Un rebond inéquitablement réparti

Ils finissent néanmoins quasiment tous – à l’exception du DAX allemand – dans le rouge. Mais dans des proportions « raisonnables », compte tenu de l’ampleur du recul enregistré au 1er trimestre. L’indice Stoxx 600 affiche un recul annuel de l’ordre de 5%. Le CAC 40 français termine à -7,14%. Les marchés américains, eux, achèvent l’année sur une note plus que positive. De plus de 14% pour le S&P 500. Et de près de 43% pour le Nasdaq… Le rebond n’aura donc pas équitablement profité à l’ensemble des marchés, ni des valeurs. Les mieux loties ont été, comme en 2019, les valeurs technologiques et du secteur du luxe. A Paris, ce sont les titres Hermès (+32%), Schneider Electric (+29 %), STMicroelectronics (+26 %), ou LVMH (+23 %) qui signent les meilleures performances de l’indice CAC 40. Les foncières cotées en Bourse, quant à elles, figurent parmi les secteurs les plus sinistrés…
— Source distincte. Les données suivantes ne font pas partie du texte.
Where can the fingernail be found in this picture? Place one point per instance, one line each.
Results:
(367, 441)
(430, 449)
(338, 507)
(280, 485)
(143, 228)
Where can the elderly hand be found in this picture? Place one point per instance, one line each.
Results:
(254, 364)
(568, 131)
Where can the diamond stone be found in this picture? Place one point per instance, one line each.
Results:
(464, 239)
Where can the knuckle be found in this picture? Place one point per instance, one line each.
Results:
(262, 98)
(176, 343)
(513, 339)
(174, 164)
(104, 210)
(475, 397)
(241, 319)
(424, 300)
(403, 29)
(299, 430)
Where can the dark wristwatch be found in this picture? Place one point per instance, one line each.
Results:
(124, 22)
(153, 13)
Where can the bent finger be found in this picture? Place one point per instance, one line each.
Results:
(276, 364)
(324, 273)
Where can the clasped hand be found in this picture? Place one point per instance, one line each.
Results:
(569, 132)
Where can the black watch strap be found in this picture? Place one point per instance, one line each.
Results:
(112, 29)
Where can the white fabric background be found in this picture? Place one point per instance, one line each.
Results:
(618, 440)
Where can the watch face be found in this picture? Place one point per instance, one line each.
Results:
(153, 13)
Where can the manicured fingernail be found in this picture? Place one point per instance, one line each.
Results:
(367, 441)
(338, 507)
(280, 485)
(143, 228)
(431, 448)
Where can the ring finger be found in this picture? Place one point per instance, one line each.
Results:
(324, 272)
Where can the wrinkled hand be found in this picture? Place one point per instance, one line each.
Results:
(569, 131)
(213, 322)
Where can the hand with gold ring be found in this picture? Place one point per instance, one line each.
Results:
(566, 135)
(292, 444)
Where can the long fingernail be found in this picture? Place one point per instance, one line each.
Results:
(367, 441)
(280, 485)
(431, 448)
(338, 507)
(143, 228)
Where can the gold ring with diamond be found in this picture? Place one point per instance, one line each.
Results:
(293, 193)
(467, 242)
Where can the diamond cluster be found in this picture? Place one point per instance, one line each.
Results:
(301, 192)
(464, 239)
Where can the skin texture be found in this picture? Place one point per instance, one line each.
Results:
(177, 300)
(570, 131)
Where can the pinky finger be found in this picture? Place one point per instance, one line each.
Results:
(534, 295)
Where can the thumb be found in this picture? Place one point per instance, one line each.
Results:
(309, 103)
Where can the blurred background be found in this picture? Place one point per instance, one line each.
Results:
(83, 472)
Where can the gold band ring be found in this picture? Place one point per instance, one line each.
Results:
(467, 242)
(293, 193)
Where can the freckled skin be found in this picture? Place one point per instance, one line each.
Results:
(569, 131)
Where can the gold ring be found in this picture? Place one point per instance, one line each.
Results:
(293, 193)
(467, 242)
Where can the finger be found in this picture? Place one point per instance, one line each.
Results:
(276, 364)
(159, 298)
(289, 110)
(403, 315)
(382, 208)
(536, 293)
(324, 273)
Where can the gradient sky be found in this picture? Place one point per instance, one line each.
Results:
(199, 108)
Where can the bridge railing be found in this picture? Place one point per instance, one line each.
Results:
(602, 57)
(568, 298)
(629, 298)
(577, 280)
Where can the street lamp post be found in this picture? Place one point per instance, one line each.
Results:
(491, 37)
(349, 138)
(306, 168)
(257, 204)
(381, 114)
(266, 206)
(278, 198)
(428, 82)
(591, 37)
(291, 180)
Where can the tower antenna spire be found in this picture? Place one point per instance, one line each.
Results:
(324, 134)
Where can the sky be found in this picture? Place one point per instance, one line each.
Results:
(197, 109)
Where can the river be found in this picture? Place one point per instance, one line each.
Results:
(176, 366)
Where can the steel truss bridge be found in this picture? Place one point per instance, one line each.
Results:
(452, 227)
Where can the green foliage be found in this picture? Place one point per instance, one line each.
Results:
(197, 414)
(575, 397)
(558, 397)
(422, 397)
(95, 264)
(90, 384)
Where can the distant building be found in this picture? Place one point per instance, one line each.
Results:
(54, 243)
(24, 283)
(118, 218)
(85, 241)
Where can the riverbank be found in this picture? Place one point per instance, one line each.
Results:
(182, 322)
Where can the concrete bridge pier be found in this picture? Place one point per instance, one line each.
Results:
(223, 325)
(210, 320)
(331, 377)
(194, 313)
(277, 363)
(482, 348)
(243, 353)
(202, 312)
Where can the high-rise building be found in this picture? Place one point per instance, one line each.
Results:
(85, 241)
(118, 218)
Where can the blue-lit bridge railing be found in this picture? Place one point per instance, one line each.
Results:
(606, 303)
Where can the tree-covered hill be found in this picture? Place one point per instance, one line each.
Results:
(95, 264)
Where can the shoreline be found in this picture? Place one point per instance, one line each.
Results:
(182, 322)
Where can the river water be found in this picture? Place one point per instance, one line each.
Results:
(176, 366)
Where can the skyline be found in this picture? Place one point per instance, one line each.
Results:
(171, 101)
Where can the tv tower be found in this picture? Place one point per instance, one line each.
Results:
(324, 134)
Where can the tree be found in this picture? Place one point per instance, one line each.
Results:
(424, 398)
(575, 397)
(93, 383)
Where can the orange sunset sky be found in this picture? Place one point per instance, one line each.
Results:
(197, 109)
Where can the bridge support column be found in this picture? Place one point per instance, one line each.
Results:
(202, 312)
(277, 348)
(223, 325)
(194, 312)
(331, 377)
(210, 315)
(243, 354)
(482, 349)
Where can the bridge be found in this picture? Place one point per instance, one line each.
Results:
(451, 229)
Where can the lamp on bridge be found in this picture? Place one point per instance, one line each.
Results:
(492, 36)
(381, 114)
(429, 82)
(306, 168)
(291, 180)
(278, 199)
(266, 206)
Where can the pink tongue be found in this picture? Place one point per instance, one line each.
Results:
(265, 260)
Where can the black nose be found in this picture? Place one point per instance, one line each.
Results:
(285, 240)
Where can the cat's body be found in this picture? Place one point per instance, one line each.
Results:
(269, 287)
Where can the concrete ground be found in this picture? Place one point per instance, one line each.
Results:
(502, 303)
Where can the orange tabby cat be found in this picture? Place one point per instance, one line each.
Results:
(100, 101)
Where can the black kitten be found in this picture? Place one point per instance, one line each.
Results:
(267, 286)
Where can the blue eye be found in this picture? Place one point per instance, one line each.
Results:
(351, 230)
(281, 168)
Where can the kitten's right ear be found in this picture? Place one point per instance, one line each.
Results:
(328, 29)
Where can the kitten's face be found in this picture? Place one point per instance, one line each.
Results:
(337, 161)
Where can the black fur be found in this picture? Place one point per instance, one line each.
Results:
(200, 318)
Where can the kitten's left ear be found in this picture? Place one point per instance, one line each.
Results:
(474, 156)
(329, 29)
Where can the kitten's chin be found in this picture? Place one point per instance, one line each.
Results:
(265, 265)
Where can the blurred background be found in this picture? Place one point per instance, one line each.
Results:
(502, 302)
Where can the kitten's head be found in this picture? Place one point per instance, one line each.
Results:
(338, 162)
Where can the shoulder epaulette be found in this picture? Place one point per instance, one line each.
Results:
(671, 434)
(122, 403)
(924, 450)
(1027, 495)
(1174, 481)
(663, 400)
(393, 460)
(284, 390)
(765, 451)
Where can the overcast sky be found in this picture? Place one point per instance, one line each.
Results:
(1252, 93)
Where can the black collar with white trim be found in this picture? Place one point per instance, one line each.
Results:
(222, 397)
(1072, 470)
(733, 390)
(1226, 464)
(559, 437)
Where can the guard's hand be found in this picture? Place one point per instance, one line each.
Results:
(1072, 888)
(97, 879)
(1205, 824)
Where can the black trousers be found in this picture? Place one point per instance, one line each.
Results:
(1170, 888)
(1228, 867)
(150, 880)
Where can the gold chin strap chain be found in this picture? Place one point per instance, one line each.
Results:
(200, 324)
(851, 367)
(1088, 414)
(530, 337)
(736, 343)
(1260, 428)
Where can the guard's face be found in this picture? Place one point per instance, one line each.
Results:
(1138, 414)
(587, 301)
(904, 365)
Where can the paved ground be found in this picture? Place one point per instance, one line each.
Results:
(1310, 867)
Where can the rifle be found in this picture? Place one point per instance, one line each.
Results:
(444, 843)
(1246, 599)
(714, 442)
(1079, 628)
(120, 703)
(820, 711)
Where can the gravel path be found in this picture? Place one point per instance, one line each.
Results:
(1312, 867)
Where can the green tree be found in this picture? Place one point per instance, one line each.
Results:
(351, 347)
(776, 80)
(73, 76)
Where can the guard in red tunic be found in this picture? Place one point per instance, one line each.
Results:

Les foncières cotées globalement en recul

C’est d’ailleurs la plus emblématique d’entre elles, Unibail Rodamco Westfield, qui a le triste honneur de signer le recul le plus important du CAC. Avec un cours en repli de 54,08%… Les foncières de commerce figurent d’ailleurs, à quelques exceptions près, dans le peloton de queue. A l’instar de Klépierre (-45,67%), Mercialys (-41,44%), ou Carmila (-41,10%). Covivio Hotels, qui intervient sur un autre des secteurs les plus affectés par la crise sanitaire, ne fait guère mieux : – 37,37%. A l’inverse, la seule valeur spécialisée sur le segment logistique, Argan, affiche la meilleure performance annuelle, à +7,73%. L’ensemble des foncières dotées du statut SIIC cotées sur le marché français, regroupées au sein de l’indice Euronext IEIF SIIC France, affichent au global une contre-performance de -22,76%[1]. Bien plus importante que celle du marché des valeurs françaises, en repli de seulement -3,53% sur un an glissant[2]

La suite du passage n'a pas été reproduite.